Sure, there are! Brave developers around the globe have been tearing their hair out to deliver technical solutions in time.

There are a couple of solutions for WooCommerce. Stripe, PayPal and other payment providers may have you covered already, check their help desks.

From a coding perspective, there seem to be basically two main approaches to deal with the new rule UX-wise:

  • Absorb the dynamic VAT portion included in your consumer price by just fixating the price and displaying its tax included according to the customer’s billing country only during checkout.
  • Don’t reveal any prices whatsoever before the customer has entered/selected a billing country.

5. What do I need to do now? (aka the non-tech part)

Register for MOSS. The so called Mini One Stop Shop (PDF) is your administrative gateway to paying those VATs where they belong in the future. Call your local finance authority, taxation office, IRO, whatever and ask where and how you can register for MOSS

Talk to a lawyer when in doubt, especially when a temporary sales stop to EU countries is not an option for your business.

Evaluate for yourself whether you should stop selling to EU countries temporarily from January 1st 2015 for as long as you haven’t registered for MOSS and you’re not absolutely clear what’s next.

6. Where can I find more info on the new EU VAT rule for 2015?

Start with this official page: European Commission › Taxation and Customs Union › How VAT works › Telecommunications, broadcasting & electronic services › New rules from 2015

Move on with Rachel Andrew’s Github Repo on the topic, including this blog post and FAQ.


The EU has issued a new VAT rule that will affect thousands of digital businesses from January 1st 2015 on. Get yourself educated and find out whether you need to do register for MOSS and implement new features in your online store.

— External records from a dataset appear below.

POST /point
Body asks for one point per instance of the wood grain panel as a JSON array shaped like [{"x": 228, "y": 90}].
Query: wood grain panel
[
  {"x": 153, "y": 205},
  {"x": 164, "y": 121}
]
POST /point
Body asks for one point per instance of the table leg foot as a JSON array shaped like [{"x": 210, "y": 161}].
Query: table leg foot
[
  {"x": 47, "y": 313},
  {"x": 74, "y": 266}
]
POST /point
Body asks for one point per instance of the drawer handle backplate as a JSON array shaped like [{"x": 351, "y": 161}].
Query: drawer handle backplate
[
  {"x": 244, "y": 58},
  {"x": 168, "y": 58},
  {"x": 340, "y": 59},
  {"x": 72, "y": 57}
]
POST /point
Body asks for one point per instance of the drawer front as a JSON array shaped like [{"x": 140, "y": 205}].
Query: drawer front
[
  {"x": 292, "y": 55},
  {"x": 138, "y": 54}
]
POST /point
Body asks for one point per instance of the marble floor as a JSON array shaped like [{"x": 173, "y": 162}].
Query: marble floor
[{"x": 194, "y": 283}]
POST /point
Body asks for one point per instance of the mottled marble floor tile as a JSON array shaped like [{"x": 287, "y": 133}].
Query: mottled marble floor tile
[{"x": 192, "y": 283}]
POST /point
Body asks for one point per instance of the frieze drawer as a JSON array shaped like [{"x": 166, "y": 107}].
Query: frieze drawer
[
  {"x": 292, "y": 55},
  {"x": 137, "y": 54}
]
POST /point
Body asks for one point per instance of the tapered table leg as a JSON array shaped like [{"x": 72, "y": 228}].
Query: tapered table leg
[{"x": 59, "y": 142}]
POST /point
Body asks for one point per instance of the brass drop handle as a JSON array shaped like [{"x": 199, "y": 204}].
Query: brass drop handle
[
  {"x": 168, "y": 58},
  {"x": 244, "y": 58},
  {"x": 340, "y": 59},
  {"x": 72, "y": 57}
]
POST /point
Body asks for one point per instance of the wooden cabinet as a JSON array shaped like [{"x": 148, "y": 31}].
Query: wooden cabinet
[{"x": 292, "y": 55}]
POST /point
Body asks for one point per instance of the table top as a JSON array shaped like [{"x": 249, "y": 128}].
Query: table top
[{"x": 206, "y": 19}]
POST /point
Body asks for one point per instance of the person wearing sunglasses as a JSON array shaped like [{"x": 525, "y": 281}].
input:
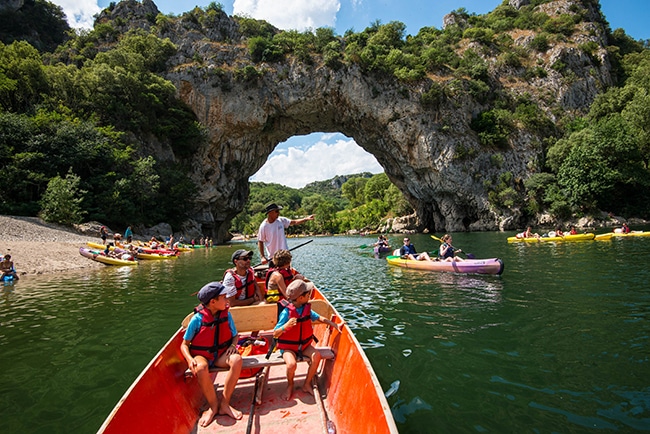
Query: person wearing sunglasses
[
  {"x": 407, "y": 251},
  {"x": 240, "y": 280},
  {"x": 295, "y": 335}
]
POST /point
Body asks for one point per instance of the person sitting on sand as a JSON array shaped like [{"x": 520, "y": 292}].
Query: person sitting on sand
[
  {"x": 408, "y": 251},
  {"x": 294, "y": 333},
  {"x": 447, "y": 252},
  {"x": 7, "y": 267},
  {"x": 202, "y": 349}
]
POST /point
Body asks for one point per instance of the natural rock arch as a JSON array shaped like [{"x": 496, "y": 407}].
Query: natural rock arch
[
  {"x": 430, "y": 152},
  {"x": 385, "y": 118}
]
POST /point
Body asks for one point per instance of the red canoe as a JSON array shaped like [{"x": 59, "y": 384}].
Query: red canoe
[{"x": 349, "y": 398}]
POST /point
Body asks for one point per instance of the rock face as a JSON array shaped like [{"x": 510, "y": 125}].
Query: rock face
[{"x": 420, "y": 148}]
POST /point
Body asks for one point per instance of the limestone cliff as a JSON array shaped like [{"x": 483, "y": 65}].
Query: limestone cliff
[{"x": 430, "y": 152}]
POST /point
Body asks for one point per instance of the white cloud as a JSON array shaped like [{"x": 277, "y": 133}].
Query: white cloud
[
  {"x": 297, "y": 168},
  {"x": 80, "y": 13},
  {"x": 290, "y": 14}
]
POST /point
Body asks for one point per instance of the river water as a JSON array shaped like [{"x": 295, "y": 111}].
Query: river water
[{"x": 559, "y": 343}]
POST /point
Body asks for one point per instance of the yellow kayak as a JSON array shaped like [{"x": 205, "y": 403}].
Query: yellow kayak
[{"x": 566, "y": 238}]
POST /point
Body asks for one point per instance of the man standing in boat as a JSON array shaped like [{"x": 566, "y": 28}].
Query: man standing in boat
[
  {"x": 271, "y": 233},
  {"x": 210, "y": 341}
]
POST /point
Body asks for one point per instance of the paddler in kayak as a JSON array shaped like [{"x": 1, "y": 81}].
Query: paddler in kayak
[{"x": 447, "y": 252}]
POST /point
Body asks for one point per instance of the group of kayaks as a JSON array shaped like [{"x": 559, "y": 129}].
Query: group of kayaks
[
  {"x": 113, "y": 255},
  {"x": 495, "y": 265},
  {"x": 551, "y": 237}
]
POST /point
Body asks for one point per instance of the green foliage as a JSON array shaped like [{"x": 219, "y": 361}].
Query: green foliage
[
  {"x": 264, "y": 50},
  {"x": 61, "y": 201},
  {"x": 40, "y": 23},
  {"x": 493, "y": 127},
  {"x": 22, "y": 77},
  {"x": 376, "y": 198}
]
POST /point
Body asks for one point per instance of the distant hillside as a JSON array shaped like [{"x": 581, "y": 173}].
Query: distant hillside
[{"x": 41, "y": 23}]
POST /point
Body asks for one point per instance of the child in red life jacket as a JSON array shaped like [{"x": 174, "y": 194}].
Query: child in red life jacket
[
  {"x": 294, "y": 333},
  {"x": 210, "y": 340}
]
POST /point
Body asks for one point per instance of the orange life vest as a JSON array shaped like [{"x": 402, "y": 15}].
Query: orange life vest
[{"x": 299, "y": 336}]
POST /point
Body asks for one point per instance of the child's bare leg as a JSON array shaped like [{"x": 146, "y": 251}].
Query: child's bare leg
[
  {"x": 207, "y": 387},
  {"x": 314, "y": 361},
  {"x": 234, "y": 362},
  {"x": 289, "y": 360}
]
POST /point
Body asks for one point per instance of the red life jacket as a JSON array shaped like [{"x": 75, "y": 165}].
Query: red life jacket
[
  {"x": 299, "y": 336},
  {"x": 214, "y": 336},
  {"x": 274, "y": 295},
  {"x": 239, "y": 285}
]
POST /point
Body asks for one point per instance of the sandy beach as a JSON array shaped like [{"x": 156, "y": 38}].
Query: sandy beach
[{"x": 37, "y": 247}]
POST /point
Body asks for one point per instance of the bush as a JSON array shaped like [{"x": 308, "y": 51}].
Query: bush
[{"x": 61, "y": 202}]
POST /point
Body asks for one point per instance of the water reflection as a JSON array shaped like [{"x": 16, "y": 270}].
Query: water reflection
[{"x": 559, "y": 341}]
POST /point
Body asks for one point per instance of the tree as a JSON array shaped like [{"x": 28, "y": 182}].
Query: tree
[{"x": 61, "y": 202}]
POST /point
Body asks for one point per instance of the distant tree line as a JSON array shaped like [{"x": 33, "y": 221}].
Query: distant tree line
[{"x": 363, "y": 202}]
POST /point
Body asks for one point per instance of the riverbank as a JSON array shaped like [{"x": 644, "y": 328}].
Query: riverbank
[{"x": 37, "y": 247}]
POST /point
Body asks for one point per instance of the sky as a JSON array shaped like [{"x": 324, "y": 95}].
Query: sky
[{"x": 318, "y": 156}]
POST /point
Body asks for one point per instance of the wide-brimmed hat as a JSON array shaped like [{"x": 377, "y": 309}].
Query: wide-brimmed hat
[
  {"x": 272, "y": 207},
  {"x": 241, "y": 254},
  {"x": 210, "y": 291},
  {"x": 297, "y": 288}
]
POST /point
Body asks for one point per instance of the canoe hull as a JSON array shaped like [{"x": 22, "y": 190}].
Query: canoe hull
[
  {"x": 565, "y": 239},
  {"x": 163, "y": 399},
  {"x": 96, "y": 256},
  {"x": 468, "y": 266}
]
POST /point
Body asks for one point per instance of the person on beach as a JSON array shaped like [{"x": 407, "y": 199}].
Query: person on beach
[
  {"x": 103, "y": 233},
  {"x": 447, "y": 252},
  {"x": 7, "y": 267},
  {"x": 128, "y": 234},
  {"x": 271, "y": 236},
  {"x": 408, "y": 251},
  {"x": 209, "y": 341},
  {"x": 240, "y": 280},
  {"x": 294, "y": 334}
]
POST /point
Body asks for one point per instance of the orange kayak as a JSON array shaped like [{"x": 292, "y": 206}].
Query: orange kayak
[{"x": 348, "y": 397}]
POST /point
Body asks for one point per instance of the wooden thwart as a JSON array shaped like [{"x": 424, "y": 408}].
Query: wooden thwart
[
  {"x": 260, "y": 360},
  {"x": 264, "y": 316}
]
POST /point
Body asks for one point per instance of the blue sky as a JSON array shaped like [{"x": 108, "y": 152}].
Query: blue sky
[{"x": 317, "y": 156}]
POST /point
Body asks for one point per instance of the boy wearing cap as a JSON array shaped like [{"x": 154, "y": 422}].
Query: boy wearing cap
[
  {"x": 210, "y": 341},
  {"x": 294, "y": 334},
  {"x": 240, "y": 280},
  {"x": 271, "y": 232}
]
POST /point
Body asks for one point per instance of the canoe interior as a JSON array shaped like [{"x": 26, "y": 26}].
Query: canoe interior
[{"x": 163, "y": 399}]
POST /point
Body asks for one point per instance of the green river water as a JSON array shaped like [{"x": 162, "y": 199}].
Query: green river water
[{"x": 560, "y": 343}]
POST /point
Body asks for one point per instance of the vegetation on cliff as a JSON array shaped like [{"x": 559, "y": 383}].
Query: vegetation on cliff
[{"x": 90, "y": 114}]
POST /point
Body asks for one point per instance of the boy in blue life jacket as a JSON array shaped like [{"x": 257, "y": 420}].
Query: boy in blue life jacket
[
  {"x": 294, "y": 333},
  {"x": 210, "y": 340}
]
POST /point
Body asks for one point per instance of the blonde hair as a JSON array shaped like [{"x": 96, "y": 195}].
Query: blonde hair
[{"x": 281, "y": 258}]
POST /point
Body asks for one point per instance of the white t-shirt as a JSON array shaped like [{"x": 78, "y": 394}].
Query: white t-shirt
[
  {"x": 229, "y": 283},
  {"x": 272, "y": 235}
]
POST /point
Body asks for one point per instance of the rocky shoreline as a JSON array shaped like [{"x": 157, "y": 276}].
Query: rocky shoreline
[{"x": 37, "y": 247}]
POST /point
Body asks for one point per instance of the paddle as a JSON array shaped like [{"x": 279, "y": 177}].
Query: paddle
[
  {"x": 291, "y": 249},
  {"x": 469, "y": 255}
]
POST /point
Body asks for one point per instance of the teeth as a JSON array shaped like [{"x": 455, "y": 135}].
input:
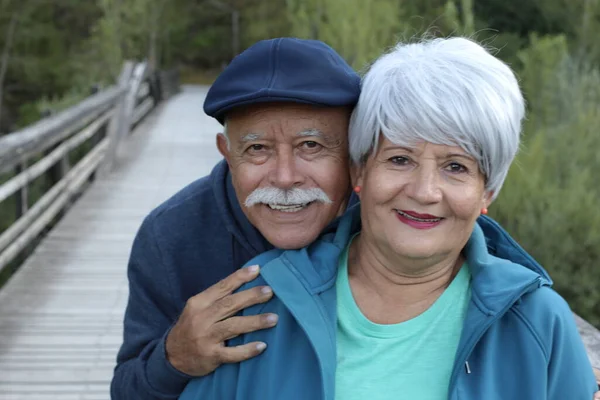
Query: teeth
[
  {"x": 288, "y": 208},
  {"x": 418, "y": 219}
]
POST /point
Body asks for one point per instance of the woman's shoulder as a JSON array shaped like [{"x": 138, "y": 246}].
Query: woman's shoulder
[{"x": 548, "y": 317}]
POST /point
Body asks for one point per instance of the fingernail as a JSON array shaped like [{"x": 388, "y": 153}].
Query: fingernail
[
  {"x": 266, "y": 290},
  {"x": 272, "y": 319}
]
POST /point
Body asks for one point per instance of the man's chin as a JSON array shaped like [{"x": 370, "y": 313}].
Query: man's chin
[
  {"x": 290, "y": 230},
  {"x": 293, "y": 242}
]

Again, I am not a lawyer and this post is not to be taken as legal advice. Research for yourself and consult a professional counselor-at-law when in doubt.

One reaction on “Questions You Should Ask NOW If You Sell Online

  1. Good write-up Caspar. I’m (of course) also affected by this lame idea at I don’t fathom how they (the EU) could figure this’d be a good idea driving business forward… What we need is LESS of this time-wasting “suck” – not more.